Elle n’avait donc laissé partir qu’à regrets son petit garçon (j’avais, certes, alors à peine 35 ans), en me submergeant de recommandations : ne pas m’aventurer dans les quartiers mal famés, ne pas sortir la nuit (et d’une façon générale toujours en groupe), éviter de suivre des inconnus, ne surtout pas dire que j’étais juif (là, je viens de lui désobéir), bien me couvrir en cas de pluie, ne pas prendre de drogue, souscrire une assurance de rapatriement sanitaire, cacher mon argent dans une ceinture ventrale qu’elle avait spécialement acheté à cet effet, toujours lui laisser des coordonnées où elle pourrait me joindre, etc. Elle n’avait pas osé me donner d’autres recommandations plus intimes concernant ma sexualité, mais je sentais bien que cela lui brûlait les lèvres. Une maladie est si vite attrapée, et le Sida avait commencé depuis quelques années à faire ses terribles ravages…
Et voila, qu’elle appelle, ce soir-là dans ma (je veux dire dans notre) chambre d’hôtel. Mon compagnon de lit lui répondit alors, avec une magnifique voix de basse : « XX XXX XX, speaking ! ». Elle demande à me parler, et le dialogue suivant, dont je me souviendrai toujours, avec une tendresse agacée, s’engage.
– Elle : Fabrice, c’est toi ?
– Moi (voix un peu ensommeillée) : Oui, maman.
– Elle (voix inquiète) Mais qui est le monsieur à qui j’ai parlé ?
– Moi (voix un peu gênée) : C’est le garçon qui est dans ma chambre d’hôtel.
– Elle (voix angoissée) : Mais Fabrice, quelle heure est-il, à Boston ?
– Moi (voix agacée) : une heure et demie du matin, maman.
– Elle (voix très angoissée) : Mais qu’est-ce que vous faites, à cette heure là, dans la même chambre ?
– Moi (voix très agacée) : Eh bien, nous dormons ensemble, voila !
– Elle (voix à la limite de la panique) : Mais tu es avec un autre garçon, à une heure et demie du matin, dans le même lit ?
– Moi (voix extrêmement agacée, avec un petit soupçon de sadisme) Oui, et alors ? Maintenant, laisse-nous dormir s’il te plaît.
Et je raccrochai sans lui laisser le temps de répondre, en prenant soin de débrancher le téléphone. Bien m’en prit, car le lendemain matin, je constatai qu’elle avait essayé de me rappeler environ une vingtaine de fois durant la nuit.
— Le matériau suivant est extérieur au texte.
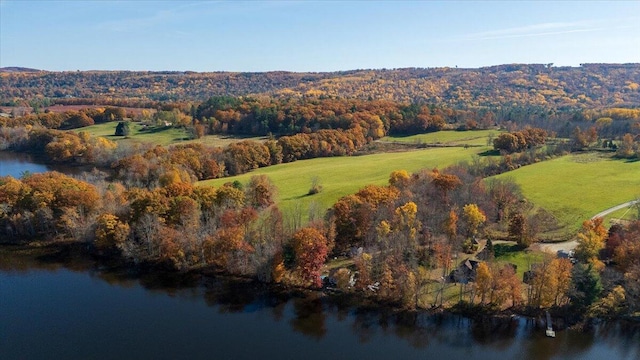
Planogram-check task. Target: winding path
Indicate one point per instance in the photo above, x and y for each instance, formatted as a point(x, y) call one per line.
point(570, 245)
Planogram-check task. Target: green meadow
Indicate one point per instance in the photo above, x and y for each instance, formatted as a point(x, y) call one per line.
point(340, 176)
point(160, 136)
point(576, 187)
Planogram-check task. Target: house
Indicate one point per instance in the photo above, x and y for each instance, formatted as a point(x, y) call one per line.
point(465, 272)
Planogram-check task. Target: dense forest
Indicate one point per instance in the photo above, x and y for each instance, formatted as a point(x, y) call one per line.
point(141, 203)
point(590, 85)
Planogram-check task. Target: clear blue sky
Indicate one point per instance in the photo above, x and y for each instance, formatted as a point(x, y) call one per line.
point(313, 35)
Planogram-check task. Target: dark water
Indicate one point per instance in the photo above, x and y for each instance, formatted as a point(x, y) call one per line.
point(67, 307)
point(60, 305)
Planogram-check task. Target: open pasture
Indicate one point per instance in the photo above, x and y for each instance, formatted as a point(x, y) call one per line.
point(575, 187)
point(160, 136)
point(340, 176)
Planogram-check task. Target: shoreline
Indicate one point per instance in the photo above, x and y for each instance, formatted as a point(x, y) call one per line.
point(78, 257)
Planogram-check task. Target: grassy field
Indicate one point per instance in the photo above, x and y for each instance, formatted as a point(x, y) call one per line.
point(450, 138)
point(340, 176)
point(162, 136)
point(576, 187)
point(510, 253)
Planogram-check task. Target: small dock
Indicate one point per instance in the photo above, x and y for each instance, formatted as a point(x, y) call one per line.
point(550, 332)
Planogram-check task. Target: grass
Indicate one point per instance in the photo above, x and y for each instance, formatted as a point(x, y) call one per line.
point(513, 254)
point(629, 213)
point(450, 138)
point(340, 176)
point(159, 136)
point(575, 187)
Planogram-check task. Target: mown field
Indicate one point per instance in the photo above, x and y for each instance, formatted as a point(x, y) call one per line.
point(340, 176)
point(160, 136)
point(577, 186)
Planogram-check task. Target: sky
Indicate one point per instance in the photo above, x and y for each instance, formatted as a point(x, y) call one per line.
point(316, 36)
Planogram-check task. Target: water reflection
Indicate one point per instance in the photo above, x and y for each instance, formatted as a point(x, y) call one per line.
point(313, 324)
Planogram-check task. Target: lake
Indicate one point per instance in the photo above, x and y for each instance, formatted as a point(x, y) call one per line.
point(61, 304)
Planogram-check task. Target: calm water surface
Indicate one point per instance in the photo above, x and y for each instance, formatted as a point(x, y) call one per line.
point(60, 305)
point(70, 308)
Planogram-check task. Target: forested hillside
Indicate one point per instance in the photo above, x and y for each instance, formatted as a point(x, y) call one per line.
point(587, 86)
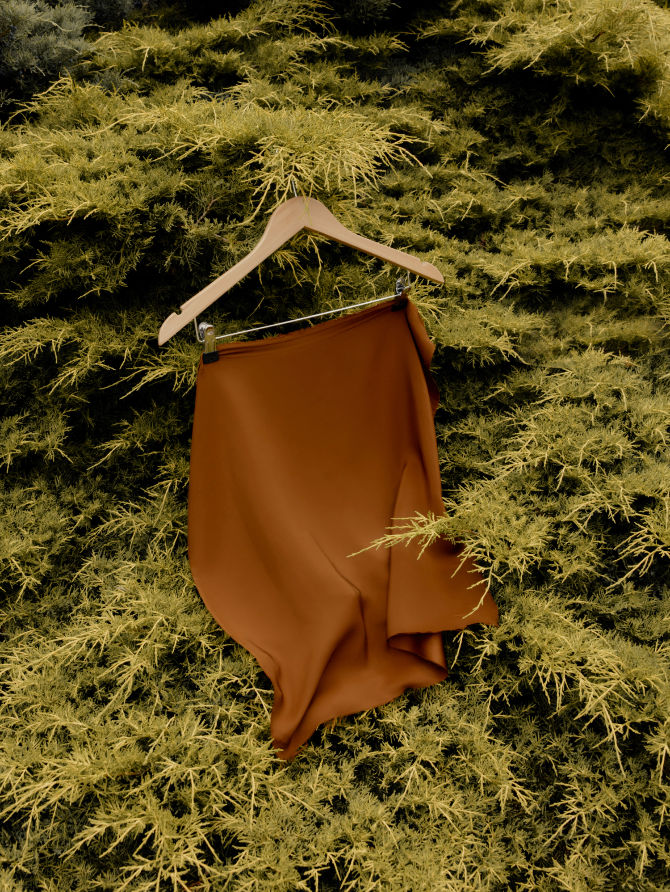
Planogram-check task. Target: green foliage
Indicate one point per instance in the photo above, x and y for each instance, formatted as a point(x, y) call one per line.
point(37, 41)
point(520, 148)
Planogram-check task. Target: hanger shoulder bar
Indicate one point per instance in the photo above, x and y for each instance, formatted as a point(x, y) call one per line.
point(284, 223)
point(287, 220)
point(320, 220)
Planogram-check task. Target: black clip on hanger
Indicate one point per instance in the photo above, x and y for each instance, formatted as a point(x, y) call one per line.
point(401, 291)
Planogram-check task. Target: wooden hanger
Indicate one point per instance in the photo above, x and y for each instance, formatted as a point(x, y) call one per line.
point(287, 220)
Aujourd’hui qu’elle n’est plus là, je m’en veux un peu de l’avoir laissé passer ainsi une journée entière d’angoisse. Mais bon, elle aussi n’avait qu’à me lâcher un peu les baskets !! Et puis, l’honneur d’un homme politique hongrois était en jeu !!!
Voila l’histoire de ma nuit agitée avec un (futur) ministre hongrois.